We do not presently see any classic signs the economic cycle in the United States is turning or that a recession is on the horizon. The current US expansion has been long by historical standards, but investors should remember that it has been modest and slow compared with past growth periods. For now, a strong labor market and rising wages suggest that consumers have purchasing power to drive the US economy forward. Additionally, the slow pace of growth has not led to the speculative excesses in the financial markets that typically reveal themselves in late stages of economic expansions. Looking at the recent economic data, we do not anticipate systemic deterioration in the macroeconomic backdrop nor broad-based weakness in corporate fundamentals in the foreseeable future.

Seeking Sustainable Growth in an Unstable Landscape

In this low and slow economic growth environment that we expect to continue, the companies with “idiosyncratic growth drivers” should outperform, in our view. This favors companies that can grow revenues and earnings by addressing secular changes and embracing disruption driven by digital transformation.
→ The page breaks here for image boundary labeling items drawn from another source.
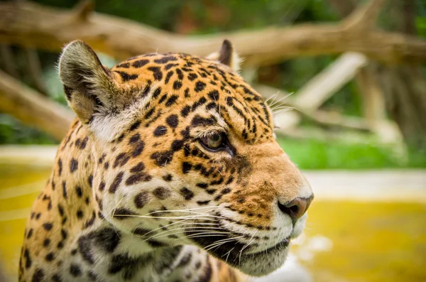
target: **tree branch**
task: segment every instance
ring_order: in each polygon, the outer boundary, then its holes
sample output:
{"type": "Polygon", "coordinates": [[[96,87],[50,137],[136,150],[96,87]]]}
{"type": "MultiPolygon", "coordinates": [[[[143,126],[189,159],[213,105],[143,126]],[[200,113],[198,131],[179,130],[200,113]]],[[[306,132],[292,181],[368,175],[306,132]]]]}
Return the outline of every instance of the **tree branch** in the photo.
{"type": "Polygon", "coordinates": [[[366,31],[373,28],[378,14],[386,0],[371,0],[351,13],[343,22],[347,28],[366,31]]]}
{"type": "MultiPolygon", "coordinates": [[[[352,22],[359,17],[366,20],[366,17],[374,16],[373,11],[378,11],[383,1],[373,0],[367,8],[356,11],[352,22]]],[[[348,51],[360,52],[386,63],[426,60],[426,40],[376,29],[359,36],[359,32],[348,28],[347,21],[183,36],[111,16],[93,13],[89,18],[84,16],[84,21],[79,21],[75,14],[76,9],[65,11],[29,2],[1,3],[0,43],[58,51],[65,43],[80,38],[99,51],[122,59],[157,51],[206,55],[216,51],[224,38],[228,38],[245,58],[244,67],[348,51]]]]}
{"type": "Polygon", "coordinates": [[[0,71],[0,111],[62,139],[74,119],[68,109],[0,71]]]}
Our focus is on high-quality companies across all industries—from technology to consumer goods to industrials—that are leveraging innovation and the power of digital transformation to change the way we communicate, shop, travel and live our lives. In a world that is being transformed daily by robotics and automation, social movements, climate change and other dynamics, we seek to invest in companies with the vision to navigate the pace and scale of change and deliver sustainable growth.

Several themes we are excited about and are following include artificial intelligence and machine learning; cloud computing; cybersecurity; digital payments and fintech; and the growth of our connected world. These are key investment themes we have identified that we believe will be more relevant 10 years from now, and we look to harness the wealth creation potential of these innovations and others over a long-term investment horizon.

Active Management Can Add Value

We also believe active management is needed to identify companies that recognize the changing competitive landscape and innovate to thrive in a slow global growth environment. As part of our investment management process, we interact with some of the world’s leading innovators. Our research team is constantly reaching out to thought leaders across industries, and meeting with trailblazing firms to understand cutting-edge technologies and ideas that could have transformative potential. Our analysts conduct fundamental stock research to develop a deep understanding of the companies in the sectors and industries they cover. They meet management, speak with customers, analyze the competitive environment and become intimately acquainted with the products or services offered. Active management can prove its worth—guiding investors to what we see as the intersection of great ideas and good investments.

Risks and Opportunities

Tariffs and trade restrictions will probably be the biggest area of uncertainty in financial markets in the near term. And in 2020 the US presidential election cycle will dominate the headlines. Each of these factors has the ability to impact global trade and the US regulatory environment materially—for good or ill. Each is likely to induce market volatility, in our estimation. Meanwhile, inflation risk has become a more distant concern as the disinflationary power of technology adoption appears to have kept broad-based inflation in check. US employment has been strong, and we have been seeing wages pick up and prices rising, albeit modestly. While this is a positive backdrop for consumer spending in the United States, if we were to see inflation increase significantly, it would be a warning sign for economic growth as the US Federal Reserve would likely feel compelled to raise interest rates.

Regardless, to achieve our investment goal of capital appreciation, we generally look beyond short-term, transitory market conditions or political risks and focus on a company’s long-term competitive position and growth potential. As active managers, we monitor market risks, but we keep our investment focus on innovative companies with dynamic business models that we believe can do well regardless of macro conditions.


All investments involve risks, including possible loss of principal. Stock prices fluctuate, sometimes rapidly and dramatically, due to factors affecting individual companies, particular industries or sectors, or general market conditions. Investments in fast-growing industries like the technology sector (which has historically been volatile) could result in increased price fluctuation, especially over the short term, due to the rapid pace of product change and development and changes in government regulation of companies emphasizing technological advancement. Small- and mid-capitalization companies can be particularly sensitive to changing economic conditions, and their prospects for growth are less certain than those of larger, more established companies.